Depuis le 1er janvier 2021, le Brexit a définitivement été acté et négocié, non sans douleur. Néanmoins, l'histoire si particulière entre le Royaume-Uni et l'Europe n'est pas tout à fait close. Je parlerai ici de la situation inédite que connaît la compagnie Eurostar, que vous avez déjà évoquée. Disons-le sans équivoque : la situation est grave. Depuis mars 2020, Eurostar a vu son trafic chuter de 85 %, n'assure plus qu'un aller-retour par jour entre Londres et Paris et ses rares trajets sont vides à près de 80 %. La compagnie transmanche a d'ailleurs alerté, le 18 janvier, sur un risque de cessation de paiement à la fin du premier semestre 2021. Selon son directeur général, M. Jacques Damas, l'entreprise a perdu 82 % de son chiffre d'affaires en 2020.
Il est donc urgent d'agir pour éviter la disparition de cette liaison rapide, et ce à de nombreux égards. D'abord, d'un point de vue économique et social, la perte d'Eurostar emporterait des conséquences dramatiques sur l'emploi et les entreprises sous-traitantes locales. Au plan écologique, un report modal de ce mode de transport décarboné vers l'avion serait inévitable, entraînant alors une hausse des émissions de gaz à effet de serre, alors même que nous ambitionnons, via le projet de loi portant lutte contre le dérèglement climatique et renforcement de la résilience face à ses effets, de réduire celles-ci.
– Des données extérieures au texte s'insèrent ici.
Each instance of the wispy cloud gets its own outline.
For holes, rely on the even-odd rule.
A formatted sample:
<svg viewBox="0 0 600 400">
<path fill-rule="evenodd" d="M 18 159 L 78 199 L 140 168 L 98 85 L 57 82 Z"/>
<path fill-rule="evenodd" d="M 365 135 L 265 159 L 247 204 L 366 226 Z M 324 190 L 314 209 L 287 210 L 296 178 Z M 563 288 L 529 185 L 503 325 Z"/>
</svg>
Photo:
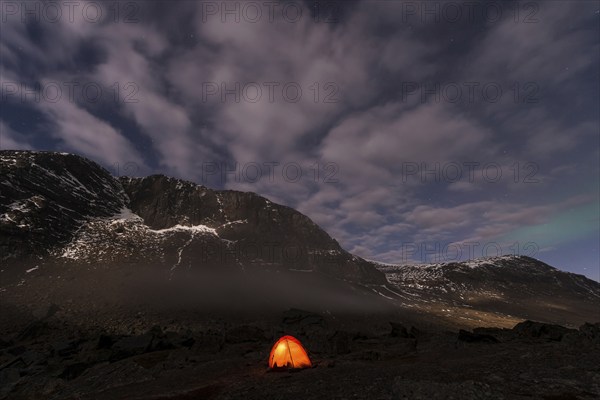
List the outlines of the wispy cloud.
<svg viewBox="0 0 600 400">
<path fill-rule="evenodd" d="M 207 13 L 206 2 L 140 3 L 137 22 L 111 13 L 94 23 L 81 13 L 55 23 L 9 18 L 3 85 L 76 79 L 111 96 L 13 95 L 11 106 L 41 113 L 47 131 L 18 132 L 19 114 L 3 114 L 0 145 L 37 148 L 51 137 L 104 163 L 258 192 L 306 213 L 346 248 L 392 262 L 406 255 L 399 243 L 494 240 L 592 193 L 597 5 L 535 3 L 526 23 L 519 2 L 517 20 L 506 12 L 457 22 L 423 17 L 425 3 L 411 3 L 417 14 L 403 2 L 349 2 L 337 23 L 316 22 L 304 3 L 295 3 L 303 9 L 294 22 L 265 8 L 258 22 L 236 22 Z M 474 102 L 465 84 L 476 84 Z M 486 84 L 502 89 L 497 101 Z M 440 85 L 461 88 L 462 100 L 432 94 Z M 204 182 L 207 163 L 234 172 Z M 265 163 L 276 164 L 274 175 L 241 173 Z M 486 163 L 501 180 L 489 179 Z M 462 166 L 461 179 L 431 172 L 451 164 Z M 534 183 L 523 180 L 526 164 L 537 168 Z M 286 165 L 301 179 L 289 179 Z"/>
<path fill-rule="evenodd" d="M 18 133 L 13 131 L 4 121 L 0 120 L 0 149 L 2 150 L 33 150 L 33 147 L 23 141 Z"/>
</svg>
Le Gouvernement s'est engagé, par la voix du ministre de l'économie, des finances et de la relance, M. Bruno Lemaire, à soutenir la compagnie ferroviaire. De son côté, le Royaume-Uni semble envisager d'accorder des prêts à la compagnie. Ainsi, au regard de l'importance stratégique de cette liaison européenne, pouvez-vous nous en dire davantage quant au soutien de la France en faveur du maintien de l'Eurostar ?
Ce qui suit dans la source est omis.